The new film, The Men Who Stare at Goats, is based on the book by Jon Ronson detailing a weird military research project involving psychic warriors, LSD, astral projection and the like. But while the movie might be fiction -- and highly amusing fiction at that, thanks to stellar performances by the cast -- there really is a historical record of both the Army and the CIA experimenting with LSD and other hallucinogens as possible "incapacitating chemical agents."

Wired's Danger Room blog has taken advantage of the film's opening to shed some light on this part of US military history that has long been shrouded in secrecy. Most notably, it points to a firsthand account of the experiments by Dr. James Ketchum, a psychiatrist, called Chemical Warfare: Secrets Almost Forgotten. (A 2007 Wired review is here.)

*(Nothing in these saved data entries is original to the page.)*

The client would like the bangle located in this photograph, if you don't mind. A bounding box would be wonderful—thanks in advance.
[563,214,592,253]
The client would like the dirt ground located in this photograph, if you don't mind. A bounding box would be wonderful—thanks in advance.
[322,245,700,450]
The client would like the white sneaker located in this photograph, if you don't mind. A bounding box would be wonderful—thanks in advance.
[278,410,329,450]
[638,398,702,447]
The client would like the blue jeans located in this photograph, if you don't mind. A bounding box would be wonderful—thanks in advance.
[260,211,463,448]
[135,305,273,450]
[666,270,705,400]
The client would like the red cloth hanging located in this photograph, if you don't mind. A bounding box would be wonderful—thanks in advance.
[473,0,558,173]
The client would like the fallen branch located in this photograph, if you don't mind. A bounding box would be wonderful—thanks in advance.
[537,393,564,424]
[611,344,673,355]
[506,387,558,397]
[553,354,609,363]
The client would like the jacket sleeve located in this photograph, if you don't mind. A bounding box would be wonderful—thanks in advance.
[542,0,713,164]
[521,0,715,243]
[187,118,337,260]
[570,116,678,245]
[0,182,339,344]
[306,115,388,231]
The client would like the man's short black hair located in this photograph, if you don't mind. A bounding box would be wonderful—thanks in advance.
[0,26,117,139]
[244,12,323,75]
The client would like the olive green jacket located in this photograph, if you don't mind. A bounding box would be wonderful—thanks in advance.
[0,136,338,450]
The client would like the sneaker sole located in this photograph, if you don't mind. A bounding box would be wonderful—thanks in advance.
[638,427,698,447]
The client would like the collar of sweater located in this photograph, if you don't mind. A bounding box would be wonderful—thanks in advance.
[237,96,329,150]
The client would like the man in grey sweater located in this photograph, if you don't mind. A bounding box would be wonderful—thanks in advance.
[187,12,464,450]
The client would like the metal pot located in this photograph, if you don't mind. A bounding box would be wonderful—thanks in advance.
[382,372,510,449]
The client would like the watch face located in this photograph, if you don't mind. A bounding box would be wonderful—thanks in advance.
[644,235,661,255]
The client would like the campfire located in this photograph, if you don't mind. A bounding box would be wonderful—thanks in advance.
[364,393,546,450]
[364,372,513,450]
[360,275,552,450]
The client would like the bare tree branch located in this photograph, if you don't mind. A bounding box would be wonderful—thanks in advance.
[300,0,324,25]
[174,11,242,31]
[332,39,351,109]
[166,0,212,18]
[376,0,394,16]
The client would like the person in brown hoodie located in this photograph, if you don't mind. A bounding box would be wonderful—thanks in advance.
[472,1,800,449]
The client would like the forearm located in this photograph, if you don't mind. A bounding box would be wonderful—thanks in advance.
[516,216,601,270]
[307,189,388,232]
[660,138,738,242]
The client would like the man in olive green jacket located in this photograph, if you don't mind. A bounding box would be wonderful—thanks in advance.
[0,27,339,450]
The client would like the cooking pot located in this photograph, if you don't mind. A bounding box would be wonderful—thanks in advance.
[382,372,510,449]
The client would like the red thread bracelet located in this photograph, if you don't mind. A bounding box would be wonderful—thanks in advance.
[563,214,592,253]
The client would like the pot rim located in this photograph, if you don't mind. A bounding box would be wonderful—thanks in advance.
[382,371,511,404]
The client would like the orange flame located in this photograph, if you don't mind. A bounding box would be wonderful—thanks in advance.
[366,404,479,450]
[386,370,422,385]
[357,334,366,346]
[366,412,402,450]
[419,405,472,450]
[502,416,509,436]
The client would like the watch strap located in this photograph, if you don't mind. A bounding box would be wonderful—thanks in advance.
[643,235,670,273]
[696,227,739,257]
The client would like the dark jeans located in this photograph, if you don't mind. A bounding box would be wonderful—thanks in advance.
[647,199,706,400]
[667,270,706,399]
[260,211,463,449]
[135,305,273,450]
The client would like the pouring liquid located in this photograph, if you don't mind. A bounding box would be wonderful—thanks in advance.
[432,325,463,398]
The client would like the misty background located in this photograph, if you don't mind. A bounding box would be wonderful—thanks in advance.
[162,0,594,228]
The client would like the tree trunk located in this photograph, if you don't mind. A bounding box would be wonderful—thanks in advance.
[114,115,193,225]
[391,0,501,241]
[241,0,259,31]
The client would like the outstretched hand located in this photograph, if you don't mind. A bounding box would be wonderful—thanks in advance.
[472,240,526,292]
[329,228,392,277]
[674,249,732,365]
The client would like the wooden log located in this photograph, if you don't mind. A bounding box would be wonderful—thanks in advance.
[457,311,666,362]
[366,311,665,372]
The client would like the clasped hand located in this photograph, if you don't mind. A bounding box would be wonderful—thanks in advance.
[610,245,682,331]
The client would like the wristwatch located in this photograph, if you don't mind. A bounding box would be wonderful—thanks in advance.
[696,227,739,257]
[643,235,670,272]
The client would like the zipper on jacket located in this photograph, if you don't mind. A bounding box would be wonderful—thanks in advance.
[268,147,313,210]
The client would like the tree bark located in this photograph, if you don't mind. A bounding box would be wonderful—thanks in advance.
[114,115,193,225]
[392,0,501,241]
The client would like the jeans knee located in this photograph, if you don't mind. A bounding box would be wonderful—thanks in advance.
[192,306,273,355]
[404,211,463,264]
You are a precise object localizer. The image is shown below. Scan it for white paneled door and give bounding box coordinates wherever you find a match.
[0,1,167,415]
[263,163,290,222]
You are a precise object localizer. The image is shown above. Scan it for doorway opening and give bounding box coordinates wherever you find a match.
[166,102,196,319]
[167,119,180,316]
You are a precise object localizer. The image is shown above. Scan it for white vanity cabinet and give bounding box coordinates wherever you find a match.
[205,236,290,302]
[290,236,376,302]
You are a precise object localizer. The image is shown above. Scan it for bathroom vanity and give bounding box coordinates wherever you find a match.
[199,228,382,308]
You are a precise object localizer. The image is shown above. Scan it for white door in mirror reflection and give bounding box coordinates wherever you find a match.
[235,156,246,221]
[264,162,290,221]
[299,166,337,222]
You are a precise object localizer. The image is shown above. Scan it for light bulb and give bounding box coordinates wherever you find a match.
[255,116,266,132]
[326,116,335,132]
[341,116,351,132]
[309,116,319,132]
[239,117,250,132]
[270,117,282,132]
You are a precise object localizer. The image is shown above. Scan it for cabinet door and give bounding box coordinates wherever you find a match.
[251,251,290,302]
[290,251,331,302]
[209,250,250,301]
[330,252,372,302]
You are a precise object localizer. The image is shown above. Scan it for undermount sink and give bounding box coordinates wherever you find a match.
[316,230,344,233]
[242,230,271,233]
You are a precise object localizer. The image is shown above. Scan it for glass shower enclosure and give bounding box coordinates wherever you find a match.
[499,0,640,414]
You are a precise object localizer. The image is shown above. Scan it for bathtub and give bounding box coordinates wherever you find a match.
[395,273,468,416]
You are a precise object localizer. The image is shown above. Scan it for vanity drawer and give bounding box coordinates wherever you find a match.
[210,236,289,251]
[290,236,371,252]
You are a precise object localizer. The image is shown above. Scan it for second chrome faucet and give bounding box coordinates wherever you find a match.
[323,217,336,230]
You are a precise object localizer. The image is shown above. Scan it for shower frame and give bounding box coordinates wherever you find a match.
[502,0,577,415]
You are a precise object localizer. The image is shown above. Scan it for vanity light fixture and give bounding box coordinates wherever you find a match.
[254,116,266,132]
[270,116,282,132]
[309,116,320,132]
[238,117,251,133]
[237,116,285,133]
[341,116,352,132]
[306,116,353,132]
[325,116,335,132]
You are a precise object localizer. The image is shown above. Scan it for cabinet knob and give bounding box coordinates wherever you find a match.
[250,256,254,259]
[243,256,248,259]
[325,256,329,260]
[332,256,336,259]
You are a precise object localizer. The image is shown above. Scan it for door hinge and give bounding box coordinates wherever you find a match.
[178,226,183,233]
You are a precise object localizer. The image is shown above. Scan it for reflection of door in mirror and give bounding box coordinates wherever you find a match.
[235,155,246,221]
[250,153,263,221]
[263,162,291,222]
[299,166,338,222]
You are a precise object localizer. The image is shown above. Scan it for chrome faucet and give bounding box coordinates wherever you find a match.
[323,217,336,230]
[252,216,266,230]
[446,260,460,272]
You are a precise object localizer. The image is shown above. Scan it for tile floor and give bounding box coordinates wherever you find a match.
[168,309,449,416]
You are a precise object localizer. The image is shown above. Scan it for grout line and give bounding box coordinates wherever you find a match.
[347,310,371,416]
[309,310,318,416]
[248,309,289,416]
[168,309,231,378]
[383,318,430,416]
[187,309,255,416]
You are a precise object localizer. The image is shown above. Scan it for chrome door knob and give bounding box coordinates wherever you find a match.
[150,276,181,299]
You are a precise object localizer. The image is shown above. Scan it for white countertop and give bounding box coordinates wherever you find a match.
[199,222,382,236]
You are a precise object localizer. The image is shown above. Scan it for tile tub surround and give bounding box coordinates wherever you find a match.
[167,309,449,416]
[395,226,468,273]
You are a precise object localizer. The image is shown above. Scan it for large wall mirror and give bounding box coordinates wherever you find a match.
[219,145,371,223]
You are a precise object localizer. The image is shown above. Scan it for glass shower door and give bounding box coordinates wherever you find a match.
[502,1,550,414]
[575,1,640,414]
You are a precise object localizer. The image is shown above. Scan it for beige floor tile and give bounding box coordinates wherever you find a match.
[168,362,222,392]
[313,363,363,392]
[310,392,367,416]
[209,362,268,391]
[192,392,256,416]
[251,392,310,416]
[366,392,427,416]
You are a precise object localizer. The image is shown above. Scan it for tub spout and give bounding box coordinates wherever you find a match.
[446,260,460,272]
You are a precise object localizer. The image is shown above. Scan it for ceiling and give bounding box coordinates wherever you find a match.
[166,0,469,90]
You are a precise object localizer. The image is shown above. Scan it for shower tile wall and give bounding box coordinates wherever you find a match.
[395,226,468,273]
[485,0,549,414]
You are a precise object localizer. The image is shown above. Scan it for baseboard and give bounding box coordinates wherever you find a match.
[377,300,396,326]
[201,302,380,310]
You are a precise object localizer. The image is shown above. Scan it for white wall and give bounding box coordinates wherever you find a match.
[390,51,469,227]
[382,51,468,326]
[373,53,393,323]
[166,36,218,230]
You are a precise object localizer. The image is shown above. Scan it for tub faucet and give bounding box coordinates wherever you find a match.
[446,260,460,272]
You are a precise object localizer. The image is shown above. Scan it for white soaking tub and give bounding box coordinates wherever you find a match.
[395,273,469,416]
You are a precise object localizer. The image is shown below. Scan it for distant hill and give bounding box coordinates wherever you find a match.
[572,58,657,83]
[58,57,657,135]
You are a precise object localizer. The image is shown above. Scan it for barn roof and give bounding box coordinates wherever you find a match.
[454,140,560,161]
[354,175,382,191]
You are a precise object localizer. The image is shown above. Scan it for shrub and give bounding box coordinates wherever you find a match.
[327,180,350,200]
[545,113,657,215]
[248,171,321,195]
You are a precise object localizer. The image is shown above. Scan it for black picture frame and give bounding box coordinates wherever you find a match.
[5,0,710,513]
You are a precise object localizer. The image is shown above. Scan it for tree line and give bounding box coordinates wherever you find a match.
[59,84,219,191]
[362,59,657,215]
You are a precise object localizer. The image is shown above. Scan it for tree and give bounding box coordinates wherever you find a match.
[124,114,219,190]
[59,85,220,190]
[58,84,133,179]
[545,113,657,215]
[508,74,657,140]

The Army scientists first tried something called "red oil" -- a "concentrated distillation of marijuana" -- but soon found better success with more powerful psychoactive drugs like LSD. And at one point the CIA was convinced LSD was a kind of truth serum. While subjects supposedly volunteered for the trials, the CIA did find it necessary at one point to send out a memo warning the scientists to stop spiking the punch bowls at office Christmas parties with hallucinogens. We would love to see archival footage of those parties.

While the Army, at least, has copped to the testing, it doesn't seem like the research yielded a weapon that was actually deployed, although artillery rounds filled with powdered quinuclidinyl benzilate (BZ) were stockpiled that left subjects impaired in a "sleeplike state" for days on end. The National Academy of Sciences produced a follow-up report in 1981 that concluded the volunteers suffered no long-term effects from the tests.

LSD research is back, too, only this time as a drug for treating post traumatic stress disorder. No word on whether the treatment involves staring at goats.